例えば、ユーザの外部端末40の操作により外部端末40から出力された音声データDの再生要求の信号を、通信部13を介して制御部12が受けると、制御部12は、上記データ保存処理にて保存した音声データDを記憶媒体14から読み取り、当該音声データDを通信部13の近距離無線通信によって外部端末40に直接送信する。これにより、記憶媒体14に保存された音声データDが外部端末40にて再生されるようになっている。また、このように、ネットワーク30を介さずに、音声データDを記録装置10から外部端末40に直接送信することで、音声データDの外部漏洩のおそれを排除でき、ユーザのプライバシーが確保される。
【0021】
また、本実施形態のシステムでは、外部端末40の操作によって、ユーザによる感情しきい値Etの大きさの設定が可能となっている。ユーザの外部端末40の操作により外部端末40から出力されたしきい値設定情報を、ネットワーク30及び通信部13を介して制御部12が受けると、制御部12は、そのしきい値設定情報に基づいて、感情検知部17にて感情の高まりの検知に用いる感情しきい値Etを設定する。
【0022】
図3に示すように、感情検知部17は、過去の所定時間T分(例えば前日分や過去1週間分など)の感情レベルEの大きさをメモリ21に記憶させる。制御部12の予測部20は、過去の所定時間T分の感情レベルEに基づいて、感情しきい値Etの大きさに応じた、一定時間当たり(例えば1日当たり)の感情の高まりが検知される回数を予測する。その予測部20にて予測された予測値のデータは、通信部13を介して外部端末40に送信される。
【0023】
そして、ユーザが外部端末40の操作によって感情しきい値Etを設定する際、予測値が外部端末40の設定画面に表示されるようになっている。例えば、ユーザが感情しきい値Etとしてある値を外部端末40に入力したとき、その値を感情しきい値Etに設定した場合に感情の高まりが1日で何回検知されるか(すなわち、音声データDを1日で何件録れるか)を、外部端末40の設定画面に表示させる。これにより、ユーザの環境に応じた好適な感情しきい値Etの設定が可能となっている。
【0024】
次に、上記の記録装置10における制御部12の制御態様について、図4のフロー図に従って説明する。

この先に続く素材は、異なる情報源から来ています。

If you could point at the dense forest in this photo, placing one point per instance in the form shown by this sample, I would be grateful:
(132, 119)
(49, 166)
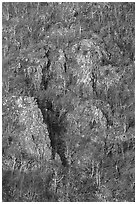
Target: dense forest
(68, 106)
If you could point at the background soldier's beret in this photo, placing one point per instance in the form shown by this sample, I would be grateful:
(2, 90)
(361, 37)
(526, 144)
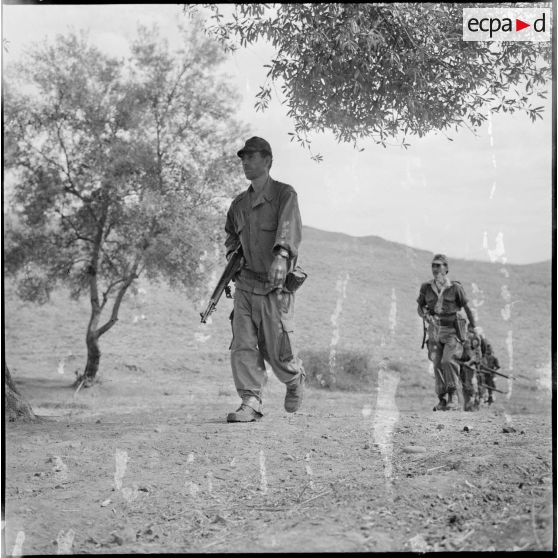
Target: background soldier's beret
(440, 258)
(255, 144)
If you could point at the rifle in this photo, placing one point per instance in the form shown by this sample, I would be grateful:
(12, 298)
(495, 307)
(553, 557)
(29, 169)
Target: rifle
(492, 371)
(231, 269)
(492, 388)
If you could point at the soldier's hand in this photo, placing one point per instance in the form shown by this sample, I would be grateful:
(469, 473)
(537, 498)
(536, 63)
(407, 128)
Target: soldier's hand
(278, 271)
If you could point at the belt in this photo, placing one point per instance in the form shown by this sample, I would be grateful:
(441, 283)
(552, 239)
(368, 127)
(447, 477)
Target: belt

図4に示すように、ステップS1では、集音部11から出力された信号から得られた音声データDをメモリ21に記憶させる。
【0025】
次ぐステップS2では、音声データDから算出された感情レベルEが感情しきい値Et以上であるか否かを判定する。ここで、感情レベルEが感情しきい値Et未満である場合、ステップS1に戻る。一方、感情レベルEが感情しきい値Et以上である場合、ステップS3に移行する。
【0026】
ステップS3では、感情レベルEが感情しきい値Et以上であると判定された時点の前後に亘る期間の音声データDを、記憶媒体14に記憶させる。これにより、感情の高まりが検知された時点の前後に亘る期間の音声データDが記憶媒体14に保存される。
【0027】
本実施形態の効果について説明する。
(1)出力部18は、感情検知部17による感情の高まりの検知に基づいて、当該感情の高まりが検知された時点の前後に亘る期間の音声データDを、記録装置10内の記憶媒体14に出力する。この構成によれば、長時間の連続的なデータの記録をしなくても、感情が高まったときのユーザにとって価値のある音声データを確実に保存することが可能となる。また、感情が高まったときに記録装置10が自動的に音声データDを保存するため、感情が高まったときのユーザが録音しておこうとも思っていなかった音声データDを残しておくことが可能となる。従って、本実施形態の記録装置10の用途においては、例えば、感情が高まったときの親子の喜ばしい会話などをユーザが聞き返すことが可能となり、それにより、育児の心理的負担の軽減に寄与できる。また、上記構成によれば、記憶媒体14を無駄なく効率的に使用できるため、記憶媒体14に、価値のあるデータをより多く保存することができる。
【0028】
(2)感情検知部17は、音声データDから、感情を定量化した値である感情レベルEを算出し、予め設定された感情しきい値Etと感情レベルEとの比較によって感情の高まりを検知する。これにより、音声データDから感情の高まりの検知が可能となる。
【0029】
(3)記録装置10は、ユーザ操作に基づいて感情しきい値Etが設定可能に構成されている。これにより、ユーザの使用環境に応じて適切な感情しきい値Etを設定することが可能となる。従って、ユーザにとって価値のある音声データDをより適切に保存することが可能となる。
【0030】
(4)予測部20は、感情検知部17にて算出された過去の所定時間T分の感情レベルEに基づいて、感情しきい値Etの大きさに応じた、一定時間当たりの感情の高まりが検知される回数を予測する。従って、感情しきい値Etの設定の際に予測部20による予測値を用いることで、感情しきい値Etを適切な値に設定することが容易となる。